Just Up the Road: St. Kilda
St. Kilda is one of those suburbs, 15 minutes by tram from the CBD. Years ago, it was the underground alternative to the city; these days, it’s a bit more mainstream, and rather scorned by the hipster crowd. (Fine by me; more space on the beach for the rest of us.)
Like many spots around Melbs, St. Kilda is home to cute cafes, quirky shops, and a mellow, laid-back vibe. But wait — there’s more! It also offers a lovely swimming beach, a very Instagram-worthy pier, an amusement park, and a famous colony of little fairy penguins.
From Melbourne CBD: Take tram 16 from Flinders Station or tram 96 from Bourke Street.
Journey to Another Time & Place: Williamstown
The town center sports a slew of historic buildings from the late 19th century, including Victoria’s oldest post office.

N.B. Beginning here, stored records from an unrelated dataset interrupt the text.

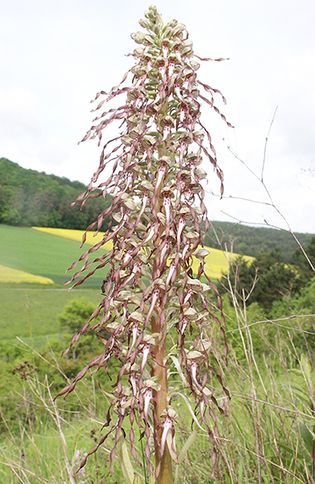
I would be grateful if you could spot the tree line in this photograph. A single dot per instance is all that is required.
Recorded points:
(31, 198)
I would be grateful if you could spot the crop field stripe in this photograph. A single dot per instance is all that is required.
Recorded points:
(217, 262)
(38, 253)
(7, 274)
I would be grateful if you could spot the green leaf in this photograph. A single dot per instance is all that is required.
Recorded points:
(186, 446)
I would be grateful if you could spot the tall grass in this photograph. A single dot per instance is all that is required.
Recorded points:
(268, 436)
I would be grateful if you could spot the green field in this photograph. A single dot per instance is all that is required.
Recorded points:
(43, 254)
(33, 312)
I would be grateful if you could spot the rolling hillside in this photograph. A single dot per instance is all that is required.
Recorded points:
(47, 252)
(30, 198)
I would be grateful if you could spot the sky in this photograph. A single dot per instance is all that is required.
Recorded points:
(55, 55)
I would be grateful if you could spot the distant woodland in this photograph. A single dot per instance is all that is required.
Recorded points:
(31, 198)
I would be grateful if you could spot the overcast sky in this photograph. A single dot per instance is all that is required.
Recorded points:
(55, 55)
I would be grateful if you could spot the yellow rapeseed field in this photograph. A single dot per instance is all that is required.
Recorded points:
(217, 262)
(7, 274)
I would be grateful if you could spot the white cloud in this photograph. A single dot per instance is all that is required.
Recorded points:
(56, 55)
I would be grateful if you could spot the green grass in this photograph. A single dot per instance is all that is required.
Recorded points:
(33, 312)
(29, 250)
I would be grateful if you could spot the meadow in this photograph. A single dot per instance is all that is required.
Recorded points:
(267, 437)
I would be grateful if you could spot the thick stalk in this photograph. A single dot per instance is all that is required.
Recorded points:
(160, 404)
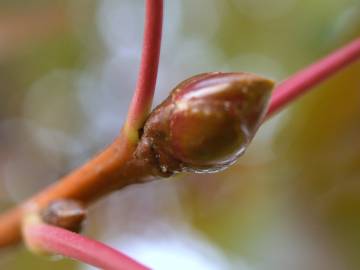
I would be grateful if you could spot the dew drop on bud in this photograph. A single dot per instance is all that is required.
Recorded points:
(208, 121)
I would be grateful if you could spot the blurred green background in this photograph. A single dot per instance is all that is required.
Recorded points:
(67, 71)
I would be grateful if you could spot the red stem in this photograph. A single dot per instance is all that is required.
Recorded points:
(309, 77)
(145, 87)
(55, 240)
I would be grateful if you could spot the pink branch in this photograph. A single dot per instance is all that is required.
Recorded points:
(55, 240)
(309, 77)
(145, 87)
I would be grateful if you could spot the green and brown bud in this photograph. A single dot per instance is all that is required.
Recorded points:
(207, 121)
(67, 214)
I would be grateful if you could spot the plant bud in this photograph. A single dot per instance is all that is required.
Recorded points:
(67, 214)
(207, 121)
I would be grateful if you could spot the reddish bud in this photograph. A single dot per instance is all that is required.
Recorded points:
(207, 121)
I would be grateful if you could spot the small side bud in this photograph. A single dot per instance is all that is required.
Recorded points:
(67, 214)
(207, 121)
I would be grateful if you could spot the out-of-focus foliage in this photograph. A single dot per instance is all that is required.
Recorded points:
(292, 202)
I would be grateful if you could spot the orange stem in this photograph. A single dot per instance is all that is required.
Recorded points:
(108, 170)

You can also climb onto the HMAS Castlemaine, a ship built during WWII and the last of its fleet to still be on the water.
For a bit of an abandoned ghost town feel, wander up the road to the old lighthouse. On the right day, the ships sailing by will be the only indication there are other living souls around.
From Melbourne CBD: Take the conveniently-named Williamstown line from Flinders Station and get off at Williamstown (end of the line).
Venturing Inland: Ballarat
If you’re looking for a bit of kitschy fun, head to Sovereign Hill, a “historic experience” that transports you back to the area’s gold mining days. You can bowl in a rickety wooden bowling alley, learn how to make boiled lollies, and travel underground into a replica of an old mine–complete with a recording of an English guy yelling at some other English guys. (You know, like a hostel.)
The employees dress in period costume; most of them are not in character, but given that the entire thing is obviously a farce (no one in 1870s Victoria would be that happy to be mining for tapped gold in a pathetic little creek), it doesn’t really dampen the mood.
From Melbourne CBD: Take the train from Southern Cross Station and get off at Ballarat Station. You can also drive via the M8.
Dawn to Dusk: Great Ocean Road
Sign up for a bus tour, or rent a vehicle to move at your own pace. If driving yourself, get an early start to ensure you have time to stop and see as many viewpoints as possible. And don’t worry too much about the weather; if anything, rainy days just make the crashing waves and stormy skies more fun to see (not to mention, more photogenic).
Aside from its incredible natural beauty, the Great Ocean Road is also an important piece of Victoria’s human history: it was constructed by returning soldiers as a memorial to those killed during WWI, and is the largest memorial of its kind in the world.
(Want more Great Ocean Road? I talk about it a bit more in-depth over here!)
From Melbourne CBD: Take the Princes Highway to Geelong, then the Surf Coast Highway to the town of Torquay.